Onde será o “para casa” a que o padre Fred – agora ao estilo de Shwarzenneger em Terminator – se refere, lugar onde estarão Norton e todos os outros? E como irá Daniel dar conta das andanças da parentalidade? Estas são algumas das questões com que é lançado este número derradeiro, do qual o leitor não deverá ter grandes esperanças de sair com a sanidade reforçada. Veja-se, por exemplo, esta tirada sobre Angela Xu: “Conhecemos. Conhecíamos. Ela acabou de morrer. Mas deve estar quase a voltar”.
Quem diria que, chegados a este ponto, a solução para dar conta do Homem Sorridente e das suas legiões do mal poderia passar por reconstruir o Celeiro Negro? A ansiedade dos volumes anteriores concentra-se neste derradeiro frente-a-frente, onde por várias vezes o leitor dará a pensar em Stranger Things, sobretudo naquele final que nos transporta para o final da primeira temporada – ainda que, ao pé disto, o Stranger Things seja (bom) entretenimento para meninos. O Kritch Kritch ecoa da primeira à última página e, se quisermos retirar algum ensinamento de toda esta insanidade, talvez possa ser isto: o mal – e a negra voz interior – está sempre à espreita.
Para fechar em grande esta história onde tudo converge para o centro, este volume final vem apetrechado de extras suficientes para vencer um campeonato de tunning dos comics: o guião final, em inglês; uma espécie de guia ilustrado sobre o funcionamento interno de Gideon Falls; capas diversas; ou pistas para o futuro, dirigidas a quem quer que a aventura não fique por aqui: “Há muita coisa que nunca explorámos realmente desta estrutura muito complexa, mas talvez haja tempo em futuros projectos”.
Mas a coisa não fica por aqui. Há ainda um texto, assinado por Jeff Lemire, sobre a génese de Gideon Falls, onde revela que tudo começou no lixo – e com uma curta-metragem.

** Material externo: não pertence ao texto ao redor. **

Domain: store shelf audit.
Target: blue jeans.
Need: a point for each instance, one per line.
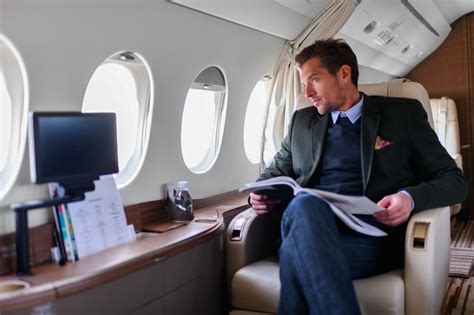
(319, 257)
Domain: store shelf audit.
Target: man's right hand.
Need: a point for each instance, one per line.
(262, 204)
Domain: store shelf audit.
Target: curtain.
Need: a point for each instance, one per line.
(285, 87)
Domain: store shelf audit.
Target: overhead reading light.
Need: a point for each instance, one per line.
(419, 17)
(267, 77)
(371, 26)
(406, 49)
(127, 56)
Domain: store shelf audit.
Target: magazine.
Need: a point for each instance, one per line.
(343, 206)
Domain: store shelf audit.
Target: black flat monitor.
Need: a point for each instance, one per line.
(72, 148)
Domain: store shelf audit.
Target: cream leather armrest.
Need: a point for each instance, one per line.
(250, 237)
(427, 249)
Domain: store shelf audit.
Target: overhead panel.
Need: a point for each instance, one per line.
(281, 18)
(394, 36)
(308, 8)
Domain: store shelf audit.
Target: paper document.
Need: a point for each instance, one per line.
(99, 220)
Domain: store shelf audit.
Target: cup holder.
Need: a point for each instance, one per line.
(205, 220)
(12, 286)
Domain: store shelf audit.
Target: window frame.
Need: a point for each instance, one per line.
(19, 118)
(145, 113)
(218, 126)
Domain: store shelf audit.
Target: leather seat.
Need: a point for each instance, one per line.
(417, 289)
(446, 125)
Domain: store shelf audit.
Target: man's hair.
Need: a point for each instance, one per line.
(332, 54)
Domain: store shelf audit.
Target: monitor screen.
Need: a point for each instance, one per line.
(72, 146)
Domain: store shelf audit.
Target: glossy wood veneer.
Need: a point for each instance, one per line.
(50, 282)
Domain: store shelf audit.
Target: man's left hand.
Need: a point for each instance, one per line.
(397, 209)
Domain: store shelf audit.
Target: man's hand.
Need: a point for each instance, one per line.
(261, 204)
(397, 209)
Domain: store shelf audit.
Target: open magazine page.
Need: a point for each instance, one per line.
(274, 181)
(343, 206)
(350, 204)
(355, 223)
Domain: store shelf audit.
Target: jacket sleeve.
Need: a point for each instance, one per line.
(282, 163)
(441, 181)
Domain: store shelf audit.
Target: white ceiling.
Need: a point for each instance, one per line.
(282, 18)
(415, 27)
(454, 9)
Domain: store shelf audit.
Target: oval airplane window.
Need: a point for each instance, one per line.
(14, 102)
(122, 84)
(203, 120)
(254, 119)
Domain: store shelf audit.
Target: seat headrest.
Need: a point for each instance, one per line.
(401, 88)
(393, 88)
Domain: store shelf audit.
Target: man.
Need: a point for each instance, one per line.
(352, 144)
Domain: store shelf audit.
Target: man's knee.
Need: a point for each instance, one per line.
(306, 206)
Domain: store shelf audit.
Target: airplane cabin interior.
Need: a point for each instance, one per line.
(128, 127)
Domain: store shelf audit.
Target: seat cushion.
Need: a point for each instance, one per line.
(256, 287)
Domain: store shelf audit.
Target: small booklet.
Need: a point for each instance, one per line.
(343, 206)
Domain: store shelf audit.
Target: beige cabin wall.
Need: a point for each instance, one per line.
(63, 42)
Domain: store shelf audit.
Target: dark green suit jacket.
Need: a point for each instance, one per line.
(415, 160)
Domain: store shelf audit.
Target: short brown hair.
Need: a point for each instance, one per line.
(332, 54)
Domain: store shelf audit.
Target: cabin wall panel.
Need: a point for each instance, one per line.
(63, 42)
(449, 72)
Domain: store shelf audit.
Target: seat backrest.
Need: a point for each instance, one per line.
(446, 124)
(393, 88)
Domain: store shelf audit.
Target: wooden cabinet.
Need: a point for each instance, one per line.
(449, 71)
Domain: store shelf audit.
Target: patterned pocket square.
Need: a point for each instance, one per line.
(380, 143)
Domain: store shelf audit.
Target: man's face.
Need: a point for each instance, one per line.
(322, 88)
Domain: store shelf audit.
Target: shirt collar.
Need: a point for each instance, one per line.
(352, 113)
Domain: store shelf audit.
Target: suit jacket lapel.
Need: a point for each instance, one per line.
(318, 133)
(369, 128)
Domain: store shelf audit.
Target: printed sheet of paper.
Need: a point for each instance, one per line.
(99, 221)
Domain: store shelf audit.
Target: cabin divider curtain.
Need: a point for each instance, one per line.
(285, 87)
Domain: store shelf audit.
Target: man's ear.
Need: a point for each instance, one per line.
(345, 73)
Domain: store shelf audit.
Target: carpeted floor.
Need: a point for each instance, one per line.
(459, 298)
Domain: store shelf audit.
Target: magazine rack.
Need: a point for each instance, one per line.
(21, 233)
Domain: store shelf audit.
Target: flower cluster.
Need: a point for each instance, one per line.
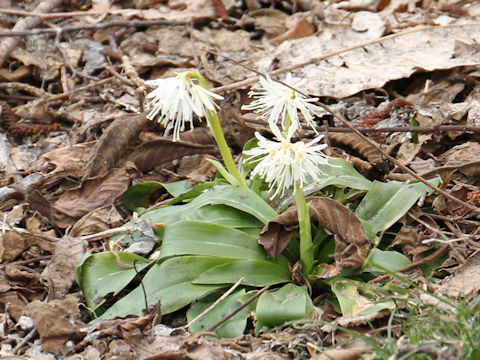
(176, 99)
(282, 163)
(277, 101)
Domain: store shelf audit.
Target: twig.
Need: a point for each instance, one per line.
(125, 23)
(244, 305)
(441, 251)
(24, 87)
(50, 15)
(285, 69)
(391, 129)
(8, 44)
(72, 68)
(220, 299)
(372, 143)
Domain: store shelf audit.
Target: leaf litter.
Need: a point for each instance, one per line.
(74, 139)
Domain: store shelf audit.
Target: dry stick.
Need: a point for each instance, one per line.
(220, 299)
(244, 305)
(124, 23)
(441, 251)
(50, 15)
(396, 162)
(253, 79)
(8, 44)
(391, 129)
(372, 143)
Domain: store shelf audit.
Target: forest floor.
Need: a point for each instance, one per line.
(404, 75)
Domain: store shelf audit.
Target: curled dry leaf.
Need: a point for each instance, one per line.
(153, 153)
(362, 147)
(52, 321)
(351, 243)
(111, 146)
(92, 194)
(60, 270)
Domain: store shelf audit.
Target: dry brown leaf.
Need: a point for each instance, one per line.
(92, 194)
(60, 270)
(97, 221)
(361, 146)
(53, 321)
(299, 26)
(114, 142)
(13, 302)
(341, 354)
(153, 153)
(353, 71)
(11, 245)
(351, 243)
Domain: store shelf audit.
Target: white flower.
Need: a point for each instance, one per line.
(283, 164)
(176, 99)
(275, 100)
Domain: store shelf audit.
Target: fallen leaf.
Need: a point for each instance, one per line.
(92, 194)
(114, 142)
(465, 282)
(70, 159)
(60, 270)
(153, 153)
(351, 243)
(53, 321)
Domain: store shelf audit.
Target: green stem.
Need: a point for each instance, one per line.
(306, 246)
(227, 157)
(214, 124)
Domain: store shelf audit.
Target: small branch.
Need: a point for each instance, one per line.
(254, 79)
(244, 305)
(56, 30)
(219, 300)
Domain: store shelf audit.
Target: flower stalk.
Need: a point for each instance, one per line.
(176, 99)
(305, 230)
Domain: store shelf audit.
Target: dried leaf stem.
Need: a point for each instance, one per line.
(285, 69)
(113, 23)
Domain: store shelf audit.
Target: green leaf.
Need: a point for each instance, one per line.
(197, 238)
(386, 203)
(290, 302)
(256, 273)
(237, 207)
(106, 273)
(141, 196)
(352, 303)
(233, 327)
(340, 174)
(390, 260)
(170, 284)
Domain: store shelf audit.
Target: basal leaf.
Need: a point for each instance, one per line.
(290, 302)
(170, 284)
(386, 203)
(197, 238)
(352, 303)
(255, 272)
(233, 327)
(107, 273)
(390, 260)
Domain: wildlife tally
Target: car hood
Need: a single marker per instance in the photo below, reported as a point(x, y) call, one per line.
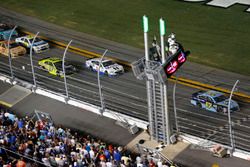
point(232, 104)
point(39, 43)
point(114, 67)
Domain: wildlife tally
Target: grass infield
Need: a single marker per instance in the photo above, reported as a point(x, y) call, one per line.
point(217, 37)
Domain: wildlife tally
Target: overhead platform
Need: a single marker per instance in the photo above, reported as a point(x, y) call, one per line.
point(13, 95)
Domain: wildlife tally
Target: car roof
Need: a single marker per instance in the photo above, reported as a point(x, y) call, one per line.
point(28, 36)
point(53, 59)
point(98, 59)
point(213, 93)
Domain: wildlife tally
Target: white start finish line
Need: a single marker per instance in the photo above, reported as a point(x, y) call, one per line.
point(224, 3)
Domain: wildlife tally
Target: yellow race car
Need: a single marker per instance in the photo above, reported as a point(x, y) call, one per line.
point(54, 66)
point(15, 49)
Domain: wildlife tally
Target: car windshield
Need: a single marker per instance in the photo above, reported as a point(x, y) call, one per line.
point(13, 45)
point(36, 40)
point(107, 63)
point(59, 65)
point(220, 98)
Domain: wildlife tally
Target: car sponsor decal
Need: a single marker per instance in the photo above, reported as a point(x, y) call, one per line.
point(208, 104)
point(224, 3)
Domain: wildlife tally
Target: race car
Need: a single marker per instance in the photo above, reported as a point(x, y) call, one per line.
point(213, 101)
point(15, 49)
point(38, 46)
point(107, 67)
point(54, 66)
point(5, 31)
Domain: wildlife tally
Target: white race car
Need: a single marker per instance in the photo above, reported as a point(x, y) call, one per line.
point(38, 46)
point(107, 67)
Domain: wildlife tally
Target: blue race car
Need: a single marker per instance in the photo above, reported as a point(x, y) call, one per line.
point(5, 31)
point(213, 101)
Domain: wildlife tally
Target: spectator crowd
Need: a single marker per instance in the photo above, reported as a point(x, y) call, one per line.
point(47, 145)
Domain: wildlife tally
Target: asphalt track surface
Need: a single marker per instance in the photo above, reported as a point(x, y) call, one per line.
point(72, 117)
point(125, 93)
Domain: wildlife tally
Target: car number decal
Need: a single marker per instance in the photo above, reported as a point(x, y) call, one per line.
point(208, 104)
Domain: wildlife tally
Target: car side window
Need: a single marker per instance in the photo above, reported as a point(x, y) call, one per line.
point(209, 99)
point(96, 62)
point(46, 62)
point(202, 98)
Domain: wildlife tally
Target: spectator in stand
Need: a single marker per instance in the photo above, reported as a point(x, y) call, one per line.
point(117, 156)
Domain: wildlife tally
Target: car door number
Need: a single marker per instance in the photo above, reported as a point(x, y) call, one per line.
point(208, 104)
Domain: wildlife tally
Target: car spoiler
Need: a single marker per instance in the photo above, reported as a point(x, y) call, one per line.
point(44, 58)
point(198, 93)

Este foi, na verdade, o primeiro comics de Lemire, alvo de constantes revisitações, versões e inquietações ao longo do tempo. “Escrever o Gideon Falls e ver a espantosa arte do Andrea Sorrentino todas as semanas tem sido o ponto alto da minha carreira. Foi um dos livros em que tive mais prazer de trabalhar. Tudo fluía. Nunca foi uma luta”, escreve Lemire, antes de nos presentear com a partilha inesperada do “primeiro capítulo da minha primeira tentativa de comic”, onde assistimos ao nascimento daquilo que seria Norton Sinclair. “Era apenas um tipo de 22 anos a lutar para pagar a renda e a lutar contra a depressão e sobreviver aos dias”. Para os fãs de Lemire, esta é sem dúvida uma edição histórica.